War on Isis: Desperate Daesh fighters 'steal blood' from weak civilians in Fallujah
Desperate Islamic State (Isis) militants in the besieged city of Fallujah are "stealing" blood from weak civilians for their wounded fighters, it has been reported.
The embattled city has been under siege for months and an operation by the Iraqi army that began last month, targeted nearby villages where Isis fighters are located. An estimated force of 20,000 Iraqi government troops sits on the edge of the city, 40 miles (64km) west of Baghdad. Inside the city, the United Nations estimates that 90,000 civilians could still be trapped with many already fleeing over the Euphrates River.
Humanitarian agencies have said that escaping civilians have been shot by Isis snipers on the walls of the city. The extremists are holed up after digging a series of tunnels and laying booby traps.
In October 2015, reports from the self-declared caliphate in Syria and Iraq detailed how Isis had began stealing organs and blood from prisoners to give to jihadists.

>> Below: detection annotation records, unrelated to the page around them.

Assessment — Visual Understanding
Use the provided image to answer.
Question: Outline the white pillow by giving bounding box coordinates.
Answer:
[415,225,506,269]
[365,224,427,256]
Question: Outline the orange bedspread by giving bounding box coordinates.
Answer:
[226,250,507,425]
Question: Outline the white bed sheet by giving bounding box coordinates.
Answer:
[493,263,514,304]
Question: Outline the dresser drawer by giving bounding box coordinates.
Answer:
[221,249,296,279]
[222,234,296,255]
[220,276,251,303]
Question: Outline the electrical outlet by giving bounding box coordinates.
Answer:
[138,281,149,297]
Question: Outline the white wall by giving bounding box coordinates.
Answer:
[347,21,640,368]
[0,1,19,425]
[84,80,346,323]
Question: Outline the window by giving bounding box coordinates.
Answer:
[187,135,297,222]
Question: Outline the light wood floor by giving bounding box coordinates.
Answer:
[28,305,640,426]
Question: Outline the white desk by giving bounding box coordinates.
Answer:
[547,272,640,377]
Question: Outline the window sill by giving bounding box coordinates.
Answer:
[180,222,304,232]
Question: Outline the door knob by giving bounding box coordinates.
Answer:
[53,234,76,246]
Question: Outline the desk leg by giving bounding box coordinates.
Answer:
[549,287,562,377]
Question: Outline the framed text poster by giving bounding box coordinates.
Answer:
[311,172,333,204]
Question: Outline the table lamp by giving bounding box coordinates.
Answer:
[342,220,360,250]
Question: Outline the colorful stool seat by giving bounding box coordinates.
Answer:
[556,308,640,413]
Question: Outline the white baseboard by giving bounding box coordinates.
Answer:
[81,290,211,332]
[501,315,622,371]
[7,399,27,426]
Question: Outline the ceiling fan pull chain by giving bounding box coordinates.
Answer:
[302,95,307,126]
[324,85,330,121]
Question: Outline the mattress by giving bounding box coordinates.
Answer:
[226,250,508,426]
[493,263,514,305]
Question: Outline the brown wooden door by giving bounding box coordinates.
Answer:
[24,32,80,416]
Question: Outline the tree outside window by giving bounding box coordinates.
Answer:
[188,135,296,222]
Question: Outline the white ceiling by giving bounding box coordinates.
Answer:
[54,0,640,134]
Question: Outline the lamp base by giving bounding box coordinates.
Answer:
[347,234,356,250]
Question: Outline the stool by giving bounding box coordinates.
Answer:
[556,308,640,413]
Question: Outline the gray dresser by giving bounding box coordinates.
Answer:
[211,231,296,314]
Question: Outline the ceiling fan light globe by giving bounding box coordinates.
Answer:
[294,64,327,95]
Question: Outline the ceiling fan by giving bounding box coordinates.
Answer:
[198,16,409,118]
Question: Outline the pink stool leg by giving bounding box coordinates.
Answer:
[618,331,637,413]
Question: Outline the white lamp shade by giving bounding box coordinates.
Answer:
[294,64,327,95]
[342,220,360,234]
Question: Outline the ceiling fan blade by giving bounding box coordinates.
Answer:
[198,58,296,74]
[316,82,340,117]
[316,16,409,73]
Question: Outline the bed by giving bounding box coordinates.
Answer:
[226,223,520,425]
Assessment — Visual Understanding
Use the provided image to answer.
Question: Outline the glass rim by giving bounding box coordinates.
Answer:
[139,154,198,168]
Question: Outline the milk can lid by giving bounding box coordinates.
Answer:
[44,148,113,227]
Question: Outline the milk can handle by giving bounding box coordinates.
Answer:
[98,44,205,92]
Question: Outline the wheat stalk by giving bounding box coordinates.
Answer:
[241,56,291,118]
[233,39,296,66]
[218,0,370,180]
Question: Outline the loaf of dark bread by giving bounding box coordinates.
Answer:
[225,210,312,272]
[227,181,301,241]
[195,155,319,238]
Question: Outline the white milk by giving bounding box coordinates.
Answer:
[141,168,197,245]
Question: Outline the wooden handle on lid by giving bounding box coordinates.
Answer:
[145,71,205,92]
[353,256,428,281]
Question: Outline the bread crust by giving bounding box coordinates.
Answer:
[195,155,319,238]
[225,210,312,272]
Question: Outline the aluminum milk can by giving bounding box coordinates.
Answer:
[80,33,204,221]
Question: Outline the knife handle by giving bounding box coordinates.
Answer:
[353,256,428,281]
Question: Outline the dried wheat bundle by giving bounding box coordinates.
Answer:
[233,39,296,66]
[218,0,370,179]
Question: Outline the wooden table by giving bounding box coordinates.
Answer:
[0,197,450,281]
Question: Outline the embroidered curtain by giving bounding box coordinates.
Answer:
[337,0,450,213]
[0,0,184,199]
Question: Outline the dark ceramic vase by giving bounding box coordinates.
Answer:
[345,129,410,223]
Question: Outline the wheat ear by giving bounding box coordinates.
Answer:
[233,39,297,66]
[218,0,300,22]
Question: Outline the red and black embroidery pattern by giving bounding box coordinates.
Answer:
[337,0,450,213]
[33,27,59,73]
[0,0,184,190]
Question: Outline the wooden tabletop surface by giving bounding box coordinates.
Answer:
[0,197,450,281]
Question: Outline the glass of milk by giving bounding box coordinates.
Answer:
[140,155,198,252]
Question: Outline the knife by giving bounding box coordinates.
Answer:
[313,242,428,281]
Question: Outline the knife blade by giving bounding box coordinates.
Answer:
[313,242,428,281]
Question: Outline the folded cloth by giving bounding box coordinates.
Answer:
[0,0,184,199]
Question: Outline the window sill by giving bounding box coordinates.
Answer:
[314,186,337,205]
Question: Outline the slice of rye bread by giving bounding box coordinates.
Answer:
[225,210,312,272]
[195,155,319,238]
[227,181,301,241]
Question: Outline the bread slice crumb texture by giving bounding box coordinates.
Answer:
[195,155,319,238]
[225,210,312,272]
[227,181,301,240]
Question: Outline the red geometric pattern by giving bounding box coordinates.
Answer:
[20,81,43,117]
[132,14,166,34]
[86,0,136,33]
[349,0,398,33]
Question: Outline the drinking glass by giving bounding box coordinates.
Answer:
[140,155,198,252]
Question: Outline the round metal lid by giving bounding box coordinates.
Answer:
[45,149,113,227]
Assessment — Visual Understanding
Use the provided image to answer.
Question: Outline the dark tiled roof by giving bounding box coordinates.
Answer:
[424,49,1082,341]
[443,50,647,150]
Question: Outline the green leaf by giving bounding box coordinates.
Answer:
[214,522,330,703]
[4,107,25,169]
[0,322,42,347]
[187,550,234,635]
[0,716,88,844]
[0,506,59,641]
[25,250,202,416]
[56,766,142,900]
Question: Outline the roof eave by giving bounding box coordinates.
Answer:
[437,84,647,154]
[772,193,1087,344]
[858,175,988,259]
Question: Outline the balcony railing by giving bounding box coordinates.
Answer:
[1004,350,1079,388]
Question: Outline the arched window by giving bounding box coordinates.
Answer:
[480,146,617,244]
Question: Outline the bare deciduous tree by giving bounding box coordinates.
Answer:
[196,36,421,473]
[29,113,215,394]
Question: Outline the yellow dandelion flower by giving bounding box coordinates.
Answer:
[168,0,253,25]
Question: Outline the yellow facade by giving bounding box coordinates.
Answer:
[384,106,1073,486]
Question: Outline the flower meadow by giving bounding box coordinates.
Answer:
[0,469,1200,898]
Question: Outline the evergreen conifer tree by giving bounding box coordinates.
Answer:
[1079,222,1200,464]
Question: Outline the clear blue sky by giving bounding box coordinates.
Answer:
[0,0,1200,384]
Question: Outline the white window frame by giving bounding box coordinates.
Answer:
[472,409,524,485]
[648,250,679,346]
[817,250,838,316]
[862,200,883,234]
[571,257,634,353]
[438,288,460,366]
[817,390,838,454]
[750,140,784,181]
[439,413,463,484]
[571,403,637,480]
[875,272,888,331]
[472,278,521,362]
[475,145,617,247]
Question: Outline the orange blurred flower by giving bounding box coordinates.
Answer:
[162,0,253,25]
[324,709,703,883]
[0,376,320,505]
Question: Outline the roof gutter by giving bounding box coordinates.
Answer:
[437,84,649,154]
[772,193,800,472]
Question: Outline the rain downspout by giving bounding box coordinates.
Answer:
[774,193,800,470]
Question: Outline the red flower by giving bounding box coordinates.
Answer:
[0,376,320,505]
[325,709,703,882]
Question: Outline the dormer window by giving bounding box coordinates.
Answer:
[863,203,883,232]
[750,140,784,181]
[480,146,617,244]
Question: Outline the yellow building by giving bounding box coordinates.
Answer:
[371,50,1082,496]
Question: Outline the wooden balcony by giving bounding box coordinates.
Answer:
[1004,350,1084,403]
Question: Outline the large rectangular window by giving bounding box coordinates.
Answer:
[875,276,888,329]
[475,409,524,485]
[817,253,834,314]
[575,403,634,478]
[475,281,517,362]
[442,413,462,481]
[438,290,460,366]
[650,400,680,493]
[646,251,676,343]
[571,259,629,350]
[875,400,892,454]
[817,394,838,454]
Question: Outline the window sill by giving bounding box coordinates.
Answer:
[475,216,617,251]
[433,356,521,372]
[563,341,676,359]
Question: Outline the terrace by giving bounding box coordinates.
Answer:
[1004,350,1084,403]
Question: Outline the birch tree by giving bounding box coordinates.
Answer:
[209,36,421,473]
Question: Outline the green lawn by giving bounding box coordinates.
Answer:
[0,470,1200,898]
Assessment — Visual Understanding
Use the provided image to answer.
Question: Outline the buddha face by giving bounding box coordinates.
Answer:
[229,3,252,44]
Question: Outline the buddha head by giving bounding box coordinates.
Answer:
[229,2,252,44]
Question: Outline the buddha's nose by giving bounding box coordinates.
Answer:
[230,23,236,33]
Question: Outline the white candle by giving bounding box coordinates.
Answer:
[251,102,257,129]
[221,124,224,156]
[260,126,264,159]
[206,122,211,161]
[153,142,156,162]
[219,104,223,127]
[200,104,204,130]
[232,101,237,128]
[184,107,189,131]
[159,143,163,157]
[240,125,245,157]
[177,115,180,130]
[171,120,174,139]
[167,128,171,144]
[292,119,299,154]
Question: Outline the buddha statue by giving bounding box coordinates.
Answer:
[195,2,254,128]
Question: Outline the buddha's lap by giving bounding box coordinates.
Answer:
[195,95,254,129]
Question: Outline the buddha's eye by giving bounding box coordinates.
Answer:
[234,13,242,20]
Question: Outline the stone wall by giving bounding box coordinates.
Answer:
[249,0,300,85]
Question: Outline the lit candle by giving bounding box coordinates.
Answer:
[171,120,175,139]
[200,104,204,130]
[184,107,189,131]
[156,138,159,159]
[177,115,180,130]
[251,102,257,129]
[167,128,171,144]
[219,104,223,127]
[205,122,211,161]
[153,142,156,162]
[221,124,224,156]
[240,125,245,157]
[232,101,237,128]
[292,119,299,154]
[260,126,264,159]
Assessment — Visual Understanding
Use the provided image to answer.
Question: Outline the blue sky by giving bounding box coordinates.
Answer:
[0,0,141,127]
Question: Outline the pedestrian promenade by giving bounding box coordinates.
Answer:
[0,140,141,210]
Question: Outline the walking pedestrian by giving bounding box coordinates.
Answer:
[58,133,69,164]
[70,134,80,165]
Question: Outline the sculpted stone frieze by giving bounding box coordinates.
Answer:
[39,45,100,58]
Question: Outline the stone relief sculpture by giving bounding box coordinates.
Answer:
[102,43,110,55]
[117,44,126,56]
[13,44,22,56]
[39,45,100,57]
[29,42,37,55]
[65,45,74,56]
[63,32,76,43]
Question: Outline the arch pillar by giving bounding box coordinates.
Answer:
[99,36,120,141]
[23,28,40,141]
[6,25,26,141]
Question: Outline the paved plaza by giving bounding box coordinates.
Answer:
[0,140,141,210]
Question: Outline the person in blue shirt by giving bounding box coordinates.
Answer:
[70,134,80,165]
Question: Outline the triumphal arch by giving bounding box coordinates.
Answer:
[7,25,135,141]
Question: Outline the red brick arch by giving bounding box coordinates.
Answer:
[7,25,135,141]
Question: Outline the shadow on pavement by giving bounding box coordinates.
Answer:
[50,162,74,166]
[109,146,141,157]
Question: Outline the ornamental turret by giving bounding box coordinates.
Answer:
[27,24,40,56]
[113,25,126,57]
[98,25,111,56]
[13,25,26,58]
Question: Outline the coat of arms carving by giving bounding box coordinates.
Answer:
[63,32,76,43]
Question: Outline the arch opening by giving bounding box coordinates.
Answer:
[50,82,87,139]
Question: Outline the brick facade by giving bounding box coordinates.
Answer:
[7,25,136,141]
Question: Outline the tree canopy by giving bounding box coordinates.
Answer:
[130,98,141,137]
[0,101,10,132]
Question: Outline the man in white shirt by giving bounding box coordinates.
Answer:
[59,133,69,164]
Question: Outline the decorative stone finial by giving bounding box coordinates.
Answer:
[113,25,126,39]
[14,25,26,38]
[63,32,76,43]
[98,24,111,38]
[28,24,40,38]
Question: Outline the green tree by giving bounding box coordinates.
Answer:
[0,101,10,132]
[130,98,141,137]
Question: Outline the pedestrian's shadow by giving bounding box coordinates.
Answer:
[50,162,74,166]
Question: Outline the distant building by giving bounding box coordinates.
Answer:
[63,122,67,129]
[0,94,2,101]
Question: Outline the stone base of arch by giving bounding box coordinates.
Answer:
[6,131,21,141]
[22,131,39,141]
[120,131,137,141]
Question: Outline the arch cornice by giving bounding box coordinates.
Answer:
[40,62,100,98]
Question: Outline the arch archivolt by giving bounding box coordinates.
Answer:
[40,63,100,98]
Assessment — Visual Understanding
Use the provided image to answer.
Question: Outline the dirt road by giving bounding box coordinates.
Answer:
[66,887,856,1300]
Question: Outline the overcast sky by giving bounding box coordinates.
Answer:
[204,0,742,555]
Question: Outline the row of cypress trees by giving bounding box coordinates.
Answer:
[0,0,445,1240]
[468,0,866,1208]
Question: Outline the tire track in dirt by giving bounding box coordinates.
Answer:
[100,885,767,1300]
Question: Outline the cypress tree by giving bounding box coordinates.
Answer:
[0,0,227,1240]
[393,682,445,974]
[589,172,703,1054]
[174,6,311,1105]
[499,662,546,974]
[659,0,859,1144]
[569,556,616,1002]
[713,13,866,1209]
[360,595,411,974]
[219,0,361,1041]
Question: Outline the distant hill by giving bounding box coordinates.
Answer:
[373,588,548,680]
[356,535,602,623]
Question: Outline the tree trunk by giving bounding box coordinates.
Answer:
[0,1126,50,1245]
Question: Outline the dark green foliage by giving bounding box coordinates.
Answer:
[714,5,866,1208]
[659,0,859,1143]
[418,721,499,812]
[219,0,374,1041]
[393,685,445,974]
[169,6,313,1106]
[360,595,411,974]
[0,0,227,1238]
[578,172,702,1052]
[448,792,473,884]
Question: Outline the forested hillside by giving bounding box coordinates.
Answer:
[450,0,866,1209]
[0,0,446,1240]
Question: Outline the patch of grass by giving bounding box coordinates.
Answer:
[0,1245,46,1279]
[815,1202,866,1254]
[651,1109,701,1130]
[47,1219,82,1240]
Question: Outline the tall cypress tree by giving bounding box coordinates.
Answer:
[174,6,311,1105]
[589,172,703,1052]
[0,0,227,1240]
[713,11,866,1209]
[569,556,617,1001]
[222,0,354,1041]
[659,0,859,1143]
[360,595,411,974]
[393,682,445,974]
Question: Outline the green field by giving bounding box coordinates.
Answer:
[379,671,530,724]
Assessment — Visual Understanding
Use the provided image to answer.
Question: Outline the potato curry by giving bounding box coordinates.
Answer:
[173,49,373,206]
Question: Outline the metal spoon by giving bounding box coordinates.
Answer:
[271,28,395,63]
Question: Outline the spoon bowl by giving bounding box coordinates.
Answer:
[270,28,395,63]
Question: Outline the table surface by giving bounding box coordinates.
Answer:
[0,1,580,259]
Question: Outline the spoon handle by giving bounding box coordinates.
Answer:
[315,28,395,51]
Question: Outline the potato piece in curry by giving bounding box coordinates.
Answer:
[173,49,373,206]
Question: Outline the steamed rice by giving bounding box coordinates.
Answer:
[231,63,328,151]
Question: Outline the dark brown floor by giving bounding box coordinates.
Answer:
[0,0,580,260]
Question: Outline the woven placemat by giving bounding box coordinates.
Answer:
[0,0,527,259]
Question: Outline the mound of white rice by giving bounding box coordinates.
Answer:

In April this year it emerged that the cash-strapped extremists were trying to sell their fighters organs for cash.
Witnesses have said Isis demands from civilians on the street and their homes to give their blood for wounded fighters.
"ISIS now have a large number of wounded fighters and is desperate for blood," an Iraqi witness inside the city told FoxNews.com. "Many of the civilians couldn't get even two meals a day for a long time, so they're very ill and weak."
Isis captured Fallujah in January 2014, the first city to fall to the extremists, before taking over much of Iraq's north and west, declaring a caliphate several months later from Mosul.
The symbolic and strategically-positioned city is falling slowly as the extremists have had months to prepare for an onslaught.
"ISIS is using a lot of snipers and plenty of IEDs," said Omar Nazar, who is head of an elite unit in the Iraqi Emergency Response Division. "They have booby-trapped a lot of homes and they are moving civilians around to use them as human shields."
Iraqi forces have broken through three Isis perimeters and taken control of the city's main hospital and a key bridge across the Euphrates. They have also killed regional Isis commander Abu Amir Ansari in the process.